The entire "flat earth" until Modern Times is an ahistorical invention to malign the Medieval era.

Everyone pretty "knew" the earth was "round," however, the Mesopotamian model held that the earth was flat and a semi-circular arc of ether with "windows" which allowed the star light and precipitation to emit onto the earth. Since that was enshrined in the Bible, people "agreed" to lip service, but not in reality.

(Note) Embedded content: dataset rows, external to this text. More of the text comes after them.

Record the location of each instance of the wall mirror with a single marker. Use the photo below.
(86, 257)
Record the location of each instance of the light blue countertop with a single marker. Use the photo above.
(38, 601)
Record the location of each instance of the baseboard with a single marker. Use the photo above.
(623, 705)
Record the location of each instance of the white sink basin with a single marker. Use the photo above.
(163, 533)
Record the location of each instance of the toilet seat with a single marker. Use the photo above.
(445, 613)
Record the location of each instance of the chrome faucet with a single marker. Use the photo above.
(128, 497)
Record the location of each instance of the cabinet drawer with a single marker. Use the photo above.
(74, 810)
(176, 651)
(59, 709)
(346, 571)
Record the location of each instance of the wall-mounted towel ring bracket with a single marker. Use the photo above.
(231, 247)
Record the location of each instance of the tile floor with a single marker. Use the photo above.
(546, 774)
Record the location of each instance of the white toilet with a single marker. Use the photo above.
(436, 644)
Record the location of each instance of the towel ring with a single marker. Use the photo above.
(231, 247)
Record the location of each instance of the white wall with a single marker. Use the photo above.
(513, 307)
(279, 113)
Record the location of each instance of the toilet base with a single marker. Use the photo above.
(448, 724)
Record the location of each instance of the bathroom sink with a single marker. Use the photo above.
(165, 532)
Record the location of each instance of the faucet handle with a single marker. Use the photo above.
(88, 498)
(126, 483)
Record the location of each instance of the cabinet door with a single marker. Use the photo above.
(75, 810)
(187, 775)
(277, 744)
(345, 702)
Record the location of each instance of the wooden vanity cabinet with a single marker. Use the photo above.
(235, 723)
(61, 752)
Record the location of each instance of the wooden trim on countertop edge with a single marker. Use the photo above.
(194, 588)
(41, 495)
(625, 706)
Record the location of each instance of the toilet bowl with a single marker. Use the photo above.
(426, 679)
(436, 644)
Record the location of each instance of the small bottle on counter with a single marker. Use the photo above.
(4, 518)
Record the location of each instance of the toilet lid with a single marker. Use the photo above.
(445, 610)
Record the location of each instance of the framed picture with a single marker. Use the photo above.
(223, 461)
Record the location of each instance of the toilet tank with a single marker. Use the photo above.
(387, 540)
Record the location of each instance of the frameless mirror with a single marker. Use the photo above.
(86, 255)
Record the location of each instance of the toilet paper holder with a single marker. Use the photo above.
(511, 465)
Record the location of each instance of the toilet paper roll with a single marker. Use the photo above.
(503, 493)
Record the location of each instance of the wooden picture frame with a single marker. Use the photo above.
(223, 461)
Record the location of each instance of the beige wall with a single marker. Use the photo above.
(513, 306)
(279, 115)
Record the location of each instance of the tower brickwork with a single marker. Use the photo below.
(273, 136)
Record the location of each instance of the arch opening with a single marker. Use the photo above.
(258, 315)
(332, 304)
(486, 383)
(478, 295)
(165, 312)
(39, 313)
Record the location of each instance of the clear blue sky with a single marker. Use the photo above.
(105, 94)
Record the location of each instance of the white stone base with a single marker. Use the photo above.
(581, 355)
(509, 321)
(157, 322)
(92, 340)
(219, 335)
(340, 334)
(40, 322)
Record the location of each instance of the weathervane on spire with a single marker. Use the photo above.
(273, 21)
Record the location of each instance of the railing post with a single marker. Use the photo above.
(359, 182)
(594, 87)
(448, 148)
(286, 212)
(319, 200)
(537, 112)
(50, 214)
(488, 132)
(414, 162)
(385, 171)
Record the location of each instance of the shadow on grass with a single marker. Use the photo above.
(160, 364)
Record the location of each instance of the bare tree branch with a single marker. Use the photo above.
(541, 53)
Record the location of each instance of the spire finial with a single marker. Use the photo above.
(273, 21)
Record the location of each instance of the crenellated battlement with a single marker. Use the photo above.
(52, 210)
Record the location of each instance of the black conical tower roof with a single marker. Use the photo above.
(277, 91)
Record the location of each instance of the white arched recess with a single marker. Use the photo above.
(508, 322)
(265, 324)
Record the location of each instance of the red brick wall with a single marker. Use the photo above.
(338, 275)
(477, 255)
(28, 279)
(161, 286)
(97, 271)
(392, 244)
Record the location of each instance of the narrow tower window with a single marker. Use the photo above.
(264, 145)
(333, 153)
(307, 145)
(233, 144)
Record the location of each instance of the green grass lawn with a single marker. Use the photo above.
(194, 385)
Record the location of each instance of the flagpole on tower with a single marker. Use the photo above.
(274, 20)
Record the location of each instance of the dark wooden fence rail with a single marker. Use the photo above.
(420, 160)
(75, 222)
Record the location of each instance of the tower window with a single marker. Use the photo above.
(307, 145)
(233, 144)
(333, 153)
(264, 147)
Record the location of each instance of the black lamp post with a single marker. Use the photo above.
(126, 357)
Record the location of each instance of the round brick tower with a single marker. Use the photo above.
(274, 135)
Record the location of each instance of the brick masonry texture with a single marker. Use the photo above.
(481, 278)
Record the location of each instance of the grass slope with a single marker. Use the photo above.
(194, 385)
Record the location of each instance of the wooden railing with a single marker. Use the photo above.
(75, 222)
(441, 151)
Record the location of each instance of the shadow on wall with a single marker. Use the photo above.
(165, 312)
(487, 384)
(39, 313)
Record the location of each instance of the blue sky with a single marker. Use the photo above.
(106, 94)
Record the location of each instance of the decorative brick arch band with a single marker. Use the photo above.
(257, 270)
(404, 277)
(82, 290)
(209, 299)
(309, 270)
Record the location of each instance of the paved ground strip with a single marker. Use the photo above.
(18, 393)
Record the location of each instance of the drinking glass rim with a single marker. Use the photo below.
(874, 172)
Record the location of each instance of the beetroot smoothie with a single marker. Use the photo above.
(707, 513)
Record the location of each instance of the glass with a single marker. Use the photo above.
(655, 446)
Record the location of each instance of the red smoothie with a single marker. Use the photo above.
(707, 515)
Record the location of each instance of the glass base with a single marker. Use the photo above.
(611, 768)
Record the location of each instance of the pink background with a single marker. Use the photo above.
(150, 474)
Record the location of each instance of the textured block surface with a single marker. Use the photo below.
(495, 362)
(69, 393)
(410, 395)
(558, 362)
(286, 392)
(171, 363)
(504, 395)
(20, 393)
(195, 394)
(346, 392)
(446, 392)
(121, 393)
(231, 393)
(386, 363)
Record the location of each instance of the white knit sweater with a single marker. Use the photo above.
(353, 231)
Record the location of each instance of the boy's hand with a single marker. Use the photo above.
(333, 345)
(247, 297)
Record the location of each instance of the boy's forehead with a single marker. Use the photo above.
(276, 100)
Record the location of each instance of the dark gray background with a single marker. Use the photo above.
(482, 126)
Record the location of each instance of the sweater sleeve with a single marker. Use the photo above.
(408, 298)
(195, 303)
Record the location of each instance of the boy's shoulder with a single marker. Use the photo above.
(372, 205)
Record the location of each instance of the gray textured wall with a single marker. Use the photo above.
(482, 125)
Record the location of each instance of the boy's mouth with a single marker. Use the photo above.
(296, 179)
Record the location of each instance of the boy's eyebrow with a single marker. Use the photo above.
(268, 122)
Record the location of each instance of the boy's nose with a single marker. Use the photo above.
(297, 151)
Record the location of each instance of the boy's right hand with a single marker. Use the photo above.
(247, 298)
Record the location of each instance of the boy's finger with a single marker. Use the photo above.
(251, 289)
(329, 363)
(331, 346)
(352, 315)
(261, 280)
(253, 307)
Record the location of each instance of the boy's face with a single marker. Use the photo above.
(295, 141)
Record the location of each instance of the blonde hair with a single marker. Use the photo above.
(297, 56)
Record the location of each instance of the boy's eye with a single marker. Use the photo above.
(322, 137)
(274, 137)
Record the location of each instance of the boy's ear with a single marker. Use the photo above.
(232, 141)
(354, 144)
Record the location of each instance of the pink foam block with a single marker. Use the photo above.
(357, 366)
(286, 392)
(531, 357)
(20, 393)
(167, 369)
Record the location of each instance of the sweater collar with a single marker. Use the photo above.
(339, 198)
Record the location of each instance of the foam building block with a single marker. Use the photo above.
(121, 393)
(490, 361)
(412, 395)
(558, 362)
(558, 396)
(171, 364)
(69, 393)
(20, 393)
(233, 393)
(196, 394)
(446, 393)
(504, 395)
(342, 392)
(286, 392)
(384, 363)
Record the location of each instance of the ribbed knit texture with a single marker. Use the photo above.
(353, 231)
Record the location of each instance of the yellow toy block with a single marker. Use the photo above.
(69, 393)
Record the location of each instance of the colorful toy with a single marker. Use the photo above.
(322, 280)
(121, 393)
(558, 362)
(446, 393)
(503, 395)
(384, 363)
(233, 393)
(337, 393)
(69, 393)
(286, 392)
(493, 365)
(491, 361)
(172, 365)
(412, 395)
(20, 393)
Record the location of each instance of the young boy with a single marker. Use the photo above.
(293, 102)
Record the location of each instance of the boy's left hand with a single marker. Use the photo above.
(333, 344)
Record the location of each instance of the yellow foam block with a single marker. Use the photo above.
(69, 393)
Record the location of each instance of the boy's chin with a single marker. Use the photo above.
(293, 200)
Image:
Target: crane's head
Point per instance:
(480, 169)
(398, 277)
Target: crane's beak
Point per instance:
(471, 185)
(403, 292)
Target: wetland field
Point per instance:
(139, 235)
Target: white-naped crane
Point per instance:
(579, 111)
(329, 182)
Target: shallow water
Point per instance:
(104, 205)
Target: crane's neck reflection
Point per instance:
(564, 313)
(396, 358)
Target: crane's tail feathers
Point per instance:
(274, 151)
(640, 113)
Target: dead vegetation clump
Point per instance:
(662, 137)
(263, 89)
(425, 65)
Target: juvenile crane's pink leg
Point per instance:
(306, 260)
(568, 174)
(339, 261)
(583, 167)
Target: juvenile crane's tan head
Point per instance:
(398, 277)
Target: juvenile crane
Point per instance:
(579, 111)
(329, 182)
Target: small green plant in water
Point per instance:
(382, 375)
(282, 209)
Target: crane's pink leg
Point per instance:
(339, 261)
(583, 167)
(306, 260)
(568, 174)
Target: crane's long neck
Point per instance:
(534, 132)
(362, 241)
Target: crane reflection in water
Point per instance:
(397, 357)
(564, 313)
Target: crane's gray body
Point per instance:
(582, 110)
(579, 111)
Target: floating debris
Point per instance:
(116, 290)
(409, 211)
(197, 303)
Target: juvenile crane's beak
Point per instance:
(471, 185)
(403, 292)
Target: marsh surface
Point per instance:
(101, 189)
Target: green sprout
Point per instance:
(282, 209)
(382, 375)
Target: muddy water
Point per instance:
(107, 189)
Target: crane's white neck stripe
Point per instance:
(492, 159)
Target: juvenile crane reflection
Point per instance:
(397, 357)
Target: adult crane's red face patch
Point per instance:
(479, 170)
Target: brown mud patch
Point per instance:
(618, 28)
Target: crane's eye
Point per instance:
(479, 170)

Models of early globes exist, not just flat maps, but globes. The roundness of the moon and sun also allowed them to deduce that the earth was also round. Round was considered "perfect" in the order of Ptolomey.

See:

http://www.bede.org.uk/flatearth.htm

sample passage:
"The myth that Christians in the Middle Ages thought the world was flat was given a massive boost by Andrew Dickson White's weighty tome The Warfare of Science with Theology. This book has become something of a running joke among historians of science and it is dutifully mentioned as a prime example of misinformation in the preface of most modern works on science and religion. The flat Earth is discussed in chapter 2 and one can almost sense White's confusion that hardly any of the sources support his hypothesis that Christians widely believed in it. He finds himself grudgingly admitting that Clement, Origen, Ambrose, Augustine, Isodore, Albertus Magnus and Aquinas all accepted the Earth was a globe - in other words none of the great doctors of the church had considered the matter in doubt. Although an analysis of what White actually says suggests he was aware that the flat Earth was largely a myth, he certainly gives an impression of ignorant Christians suppressing rational knowledge of its real shape."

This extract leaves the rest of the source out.